Gustave Emile BOISSONADE (1825-1910) : juriste français, il fut, de 1873 à 1895, conseiller du ministère de la Justice du Japon sous le gouvernement de l’empereur Meiji. Il y apporta une contribution importante à la nouvelle codification des lois modernes : en se consacrant à la rédaction d’un Code civil, d’un Code pénal et d’un Code de procédure criminelle dans un pays où n’existait qu’un droit coutumier, il participa à la modernisation du pays. Sa tombe est ornée d’un médaillon en bronze.
L’archéologue Jacques-Henri CLERGUES (1899-1977), fondateur en 1963 du musée d’archéologie d’Antibes dont il fut le premier conservateur.
Le contre-amiral Emile FORGET (1872-1956).
Lilian HARVEY (Lilian Pape : 1906-1968) : comédienne et chanteuse allemande, sa carrière commença dans les années 20. Elle passa sans encombre le cap du cinéma parlant, et connut un énorme succès en 1930 avec Le Chemin du paradis, première comédie musicale du cinéma allemand. En duo avec le chanteur Henri Garat, la jeune artiste à la longue chevelure bouclée y chantait la chanson titre, ce qui la propulsa au rang de vedette de la chanson. Durant toutes les années 30, le succès fut au rendez-vous. La guerre fut une rupture brutale dans sa carrière : ses amitiés avec certains artistes juifs l’obligent à fuir l’Allemagne (elle fut déchue de sa citoyenneté) et à s’installer en France. Quelques films, puis plus rien. Elle s’installa sur la Côte-d’Azur et fut rapidement contrainte à une retraite artistique. Elle vécut à la fin de sa vie avec else Pitty Wirth (1907-2007), que certains considérèrent comme une intrigante en voulant à la fortune de Harvey, dont elle hérita effectivement. Toutes deux reposent dans le même tombeau, tout au fond de la partie ancienne du cimetière.
Alfred KOECHLIN (1829-1895) : issu de la célèbre famille d’industriels alsacien, il fut maire du VIIIe arrondissement de Paris. Ses sympathies boulangistes lui valurent d’avoir été un éphémère député du Nord de 1888 à 1889. Il possédait une propriété au cap d’Antibes (d’où sa présence ici) dans laquelle il passa une retraite dorée, en alternance avec ses nombreux voyages. Il ne doit pas être confondu avec Alfred Koechlin-Steinbach (1825-1872), son cousin, qui fut lui aussi député mais qui repose à Mulhouse. Avec lui repose la comédienne de théâtre Jane ESSLER (Jane Fœssler : 1836-1892), qui joua dans les grandes salles parisiennes des pièces adaptées de Hugo et Dumas.

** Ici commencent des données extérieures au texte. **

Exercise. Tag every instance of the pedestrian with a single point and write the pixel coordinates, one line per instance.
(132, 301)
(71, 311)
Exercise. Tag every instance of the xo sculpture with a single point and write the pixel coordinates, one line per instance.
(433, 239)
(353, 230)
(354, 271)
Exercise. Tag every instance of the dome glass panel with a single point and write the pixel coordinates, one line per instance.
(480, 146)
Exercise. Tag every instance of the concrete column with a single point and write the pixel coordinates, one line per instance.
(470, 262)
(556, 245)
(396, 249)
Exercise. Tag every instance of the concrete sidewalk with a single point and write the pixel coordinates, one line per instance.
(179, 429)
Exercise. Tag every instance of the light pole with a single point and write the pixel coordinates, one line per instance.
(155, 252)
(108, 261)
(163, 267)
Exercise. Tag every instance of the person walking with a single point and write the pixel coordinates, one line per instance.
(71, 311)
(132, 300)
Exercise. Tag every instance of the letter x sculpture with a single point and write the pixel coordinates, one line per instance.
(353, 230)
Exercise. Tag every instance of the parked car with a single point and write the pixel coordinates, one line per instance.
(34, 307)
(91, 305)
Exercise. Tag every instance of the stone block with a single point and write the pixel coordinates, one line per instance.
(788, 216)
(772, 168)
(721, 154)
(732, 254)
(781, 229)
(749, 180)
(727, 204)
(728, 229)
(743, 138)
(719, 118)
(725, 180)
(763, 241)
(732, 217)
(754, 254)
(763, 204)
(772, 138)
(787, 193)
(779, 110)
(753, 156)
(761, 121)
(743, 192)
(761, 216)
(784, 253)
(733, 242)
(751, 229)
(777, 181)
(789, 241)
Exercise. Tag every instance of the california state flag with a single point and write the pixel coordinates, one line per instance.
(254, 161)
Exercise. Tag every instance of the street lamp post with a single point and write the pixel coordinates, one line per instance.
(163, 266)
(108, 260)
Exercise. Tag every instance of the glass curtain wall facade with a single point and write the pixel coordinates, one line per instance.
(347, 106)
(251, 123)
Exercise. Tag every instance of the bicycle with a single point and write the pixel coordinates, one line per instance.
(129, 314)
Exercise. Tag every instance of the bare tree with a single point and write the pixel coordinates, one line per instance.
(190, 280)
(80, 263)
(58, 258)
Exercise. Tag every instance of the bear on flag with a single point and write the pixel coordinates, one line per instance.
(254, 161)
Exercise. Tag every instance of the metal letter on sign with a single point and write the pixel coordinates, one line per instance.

Le baron François LAVELAINE de MAUBEUGE (1873-1930), qui était contre-amiral de la flotte.
Jean-Hippolyte MARIEJOL (1855-1934) : universitaire et historien moderniste, il fut un spécialiste des XVIe et XVIIe siècles. Maître de conférences à la faculté des Lettres de Lyon, il fut élu à l’Académie des Sciences, Belles-Lettres et Arts de cette ville en 1916, puis en devint président en 1927. Il participa à l’Histoire de France d’Ernest Lavisse dont il rédigea les tomes VI et VII. Il fut l’auteur de plusieurs biographies qui s’imposèrent longtemps.
Roger MATHIEU (1914-1964) : officier français, il servit en Afrique pendant la Seconde Guerre mondiale avant de rejoindre Londres. Il participa au débarquement en Normandie, puis à la campagne d’Alsace et enfin à celle qui mena la reddition de Royan. Il fut fait Compagnon de la Libération.
Pierre MERLI (1920-2002) : Juste parmi les nations en raison de l’aide qu’il apporta à des juifs durant la guerre (dont les Klarsfed), responsable de l’Union démocratique et socialiste de la Résistance sous la Quatrième République, il devint maire d’Antibes en 1971 et sénateur (de 1980 à 1988) puis député des Alpes-Maritimes de 1988 à 1997 en tant que radical valoisien. Il était très proche de François Mitterrand.
Le peintre paysagiste et affichiste Paul-Franz NAMUR (1877-1958). Il fut également rédacteur en chef de la Revue illustrée, à la suite de la prise de contrôle du journal L’Illustration en 1904.
Le poète et écrivain Raphaël TARDON (1911-1967).